Denmark did not panic. They had given up a couple of flickers at 0-0, Foden slipping away from Højbjerg after a Walker cutback only to shoot wildly; Kane seeing a shot blocked after Rice had won the ball high up. But it was Denmark who looked the more cohesive.

It was worrying to see how much space they were able to enjoy, ­England’s midfield looking open against the ball. The pressing ­simply did not click. Denmark pushed, with England forced to defend with a degree of desperation.

There were an alarming number of situations where England had no options on the ball and Kane was guilty of trying to force a crossfield pass from the left inside his own half for the Denmark equaliser. It went straight to Kristiansen and when he moved it to Hjulmand, he unleashed his rocket, watching the ball glance in off Jordan Pickford’s right-hand post. The power and precision were extraordinary.

Harry

Foden would slice past a couple of challengers on 41 minutes only to ignore Kane and shoot weakly and England were the happier to hear the half-time whistle.

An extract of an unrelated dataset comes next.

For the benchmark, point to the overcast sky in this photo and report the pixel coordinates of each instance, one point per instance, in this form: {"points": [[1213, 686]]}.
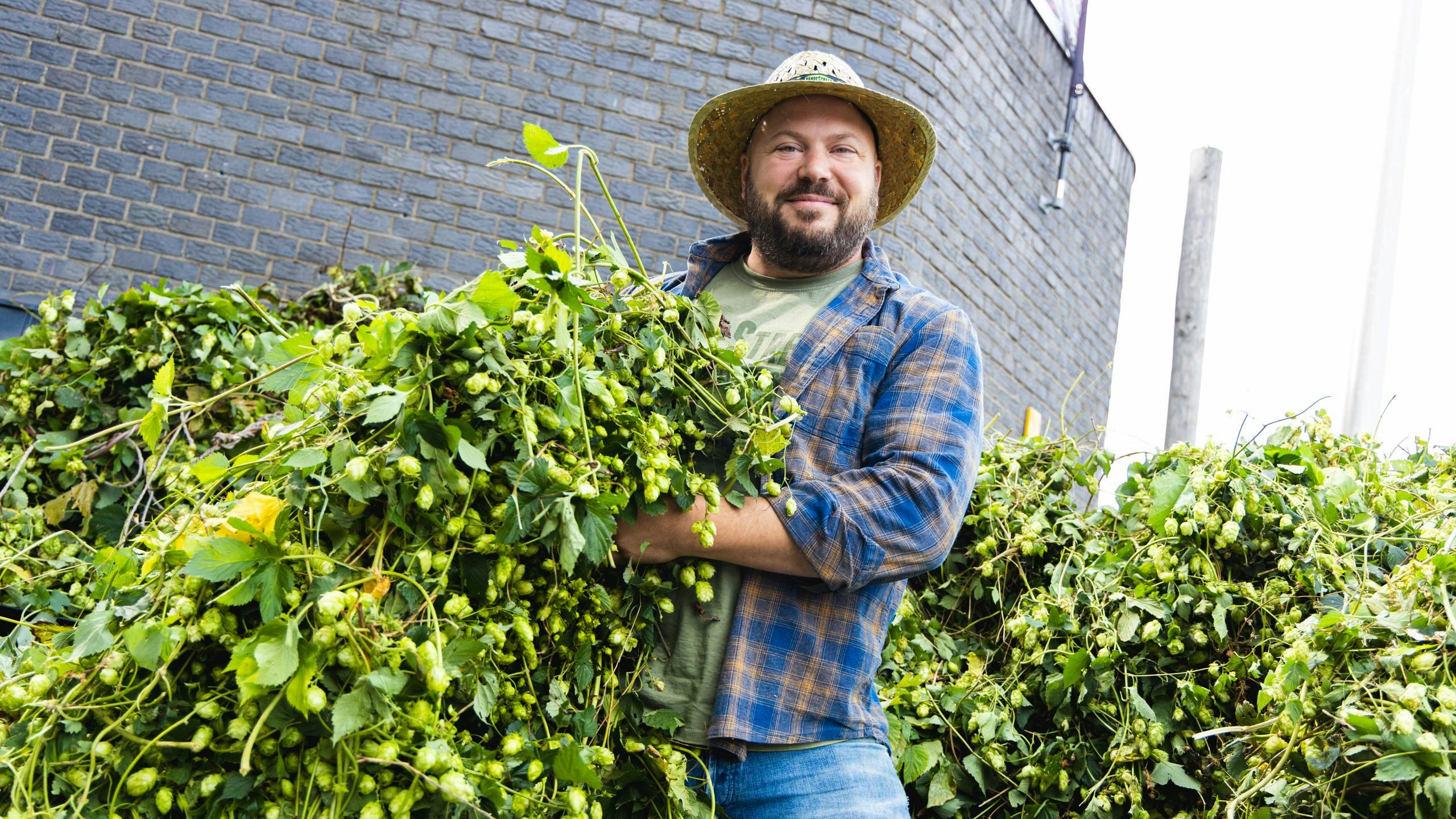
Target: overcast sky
{"points": [[1295, 97]]}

Southgate made a move on 54 minutes, introducing Conor Gallagher for Alexander-Arnold, whose performance will deepen the debate about the balance of the England midfield with him in it. Before the Liverpool player departed, he had pumped a long ball forward for Saka, which the winger almost made something of, waiting for the bounce and looping a header just off target.

England sought greater intensity, Gallagher helping, although he would tread a fine line after being booked for a stamp on Christensen. Foden almost scored with his best moment, a couple of touches followed by a rasping low drive from distance that rattled the upright.

Southgate made a triple change and Watkins got on to a Bellingham pass and forced a save from Kasper Schmeichel. The closing stages were frantic, Marc Guéhi dispossessed by the substitute Alexander Bah after a bad Rice pass but he raced back to make a crucial tackle. From the corner, Christensen went close and so did Højbjerg shortly afterwards. England got away with it.